R is the equivalent of .first or .last sas

Does anyone know what is the best R alternative for SAS. or last. operators? I did not find anything.

SAS has FIRST. and LATEST. automatic variables that identify the first and last record among a group with the same value from a specific variable; therefore, in the following dataset, FIRST.model and LAST.model are defined:

Model,SaleID,First.Model,Last.Model Explorer,1,1,0 Explorer,2,0,0 Explorer,3,0,0 Explorer,4,0,1 Civic,5,1,0 Civic,6,0,0 Civic,7,0,1 
+6
source share
5 answers

It looks like you are looking for !duplicated , fromLast argument is FALSE or TRUE .

 d <- datasets::Puromycin d$state # [1] treated treated treated treated treated treated treated # [8] treated treated treated treated treated untreated untreated #[15] untreated untreated untreated untreated untreated untreated untreated #[22] untreated untreated #Levels: treated untreated !duplicated(d$state) # [1] TRUE FALSE FALSE FALSE FALSE FALSE FALSE FALSE FALSE FALSE FALSE FALSE #[13] TRUE FALSE FALSE FALSE FALSE FALSE FALSE FALSE FALSE FALSE FALSE !duplicated(d$state,fromLast=TRUE) # [1] FALSE FALSE FALSE FALSE FALSE FALSE FALSE FALSE FALSE FALSE FALSE TRUE #[13] FALSE FALSE FALSE FALSE FALSE FALSE FALSE FALSE FALSE FALSE TRUE 

There are some caveats and edge behavior for this function that you can find through the help files ( ?duplicated ).

+7
source

Head and tail function with the option n = 1 in combination with it is a good way.

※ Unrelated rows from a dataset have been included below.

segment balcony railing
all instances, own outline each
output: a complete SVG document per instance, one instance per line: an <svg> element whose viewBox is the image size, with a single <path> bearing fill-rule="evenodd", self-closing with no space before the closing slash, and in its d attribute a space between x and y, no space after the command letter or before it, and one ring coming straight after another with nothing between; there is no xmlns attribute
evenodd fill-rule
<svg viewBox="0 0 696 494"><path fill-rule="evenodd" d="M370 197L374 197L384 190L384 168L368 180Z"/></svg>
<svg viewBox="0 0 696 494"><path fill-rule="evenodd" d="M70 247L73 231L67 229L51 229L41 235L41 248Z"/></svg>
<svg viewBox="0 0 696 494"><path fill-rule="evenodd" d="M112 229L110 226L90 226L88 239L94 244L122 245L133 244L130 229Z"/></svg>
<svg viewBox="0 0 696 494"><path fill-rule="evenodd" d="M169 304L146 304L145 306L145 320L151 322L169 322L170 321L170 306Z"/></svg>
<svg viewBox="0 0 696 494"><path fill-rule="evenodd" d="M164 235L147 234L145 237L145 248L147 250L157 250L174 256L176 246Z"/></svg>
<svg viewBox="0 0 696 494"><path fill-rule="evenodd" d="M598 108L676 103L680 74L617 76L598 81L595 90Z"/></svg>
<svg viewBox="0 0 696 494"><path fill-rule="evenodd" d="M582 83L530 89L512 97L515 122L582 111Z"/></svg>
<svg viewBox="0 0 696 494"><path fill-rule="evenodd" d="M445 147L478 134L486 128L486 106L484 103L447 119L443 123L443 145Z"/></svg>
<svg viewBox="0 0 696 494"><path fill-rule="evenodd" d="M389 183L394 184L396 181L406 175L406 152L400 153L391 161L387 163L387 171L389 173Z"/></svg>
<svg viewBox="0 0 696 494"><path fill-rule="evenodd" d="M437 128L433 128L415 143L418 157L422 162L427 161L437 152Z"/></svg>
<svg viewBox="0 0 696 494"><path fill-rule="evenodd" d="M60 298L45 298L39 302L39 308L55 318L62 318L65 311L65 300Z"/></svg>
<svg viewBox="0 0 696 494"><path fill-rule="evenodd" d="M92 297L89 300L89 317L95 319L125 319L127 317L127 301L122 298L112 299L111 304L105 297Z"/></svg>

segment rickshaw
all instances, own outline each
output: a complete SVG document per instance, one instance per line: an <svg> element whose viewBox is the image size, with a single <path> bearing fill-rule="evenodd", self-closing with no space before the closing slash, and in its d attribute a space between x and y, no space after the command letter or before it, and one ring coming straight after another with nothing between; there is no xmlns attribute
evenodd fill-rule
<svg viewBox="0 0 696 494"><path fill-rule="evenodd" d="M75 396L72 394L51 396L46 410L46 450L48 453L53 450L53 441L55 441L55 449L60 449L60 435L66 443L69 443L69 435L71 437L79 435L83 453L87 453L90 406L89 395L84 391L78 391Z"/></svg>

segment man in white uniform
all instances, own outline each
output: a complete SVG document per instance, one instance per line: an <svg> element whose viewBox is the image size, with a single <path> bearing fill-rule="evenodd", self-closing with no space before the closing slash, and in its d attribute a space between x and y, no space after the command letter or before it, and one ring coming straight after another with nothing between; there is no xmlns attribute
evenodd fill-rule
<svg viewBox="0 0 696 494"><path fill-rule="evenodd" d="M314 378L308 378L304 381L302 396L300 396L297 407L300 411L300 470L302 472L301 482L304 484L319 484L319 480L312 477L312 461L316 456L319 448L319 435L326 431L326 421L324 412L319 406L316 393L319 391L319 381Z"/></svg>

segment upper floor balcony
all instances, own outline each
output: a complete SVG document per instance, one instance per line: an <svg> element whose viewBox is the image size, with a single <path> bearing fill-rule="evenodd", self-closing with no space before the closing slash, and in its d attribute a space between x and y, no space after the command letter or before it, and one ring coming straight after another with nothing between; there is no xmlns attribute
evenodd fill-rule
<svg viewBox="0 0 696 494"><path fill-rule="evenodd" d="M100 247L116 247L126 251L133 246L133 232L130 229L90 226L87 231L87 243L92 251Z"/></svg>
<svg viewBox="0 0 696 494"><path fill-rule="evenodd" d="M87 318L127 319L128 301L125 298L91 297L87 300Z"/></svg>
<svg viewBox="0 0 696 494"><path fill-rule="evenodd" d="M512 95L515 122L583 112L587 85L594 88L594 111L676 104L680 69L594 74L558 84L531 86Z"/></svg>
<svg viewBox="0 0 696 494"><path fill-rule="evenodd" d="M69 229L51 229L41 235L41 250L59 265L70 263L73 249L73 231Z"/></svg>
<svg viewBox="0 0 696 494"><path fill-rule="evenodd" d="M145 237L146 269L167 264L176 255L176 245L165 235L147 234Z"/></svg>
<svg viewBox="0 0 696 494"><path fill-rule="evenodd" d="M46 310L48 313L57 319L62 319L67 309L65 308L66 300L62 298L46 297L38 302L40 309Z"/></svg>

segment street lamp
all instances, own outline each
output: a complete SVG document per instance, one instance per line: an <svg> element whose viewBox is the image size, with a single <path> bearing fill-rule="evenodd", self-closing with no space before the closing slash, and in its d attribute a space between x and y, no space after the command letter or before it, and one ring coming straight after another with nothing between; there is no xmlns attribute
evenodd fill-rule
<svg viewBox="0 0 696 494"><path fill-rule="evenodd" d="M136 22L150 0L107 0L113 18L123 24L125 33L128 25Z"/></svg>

See R for SAS and SPss ** users (Robert Muenchen) Create a data frame using variables that are of interest ie for the latter.

 dfby<- data.frame(df$var1, df$var2) mylastList<-by(df,dfby,tail, n=1) #turn into a dataframe mylastDF<-do.call(rbind,mylastList) 
+4
source

Update (for first reading)

If you are really only interested in row indexes, it might be useful to use the direct use of split and range . The following assumes that the growth names in your dataset are sequentially numbered, but adaptation is likely to be possible as well.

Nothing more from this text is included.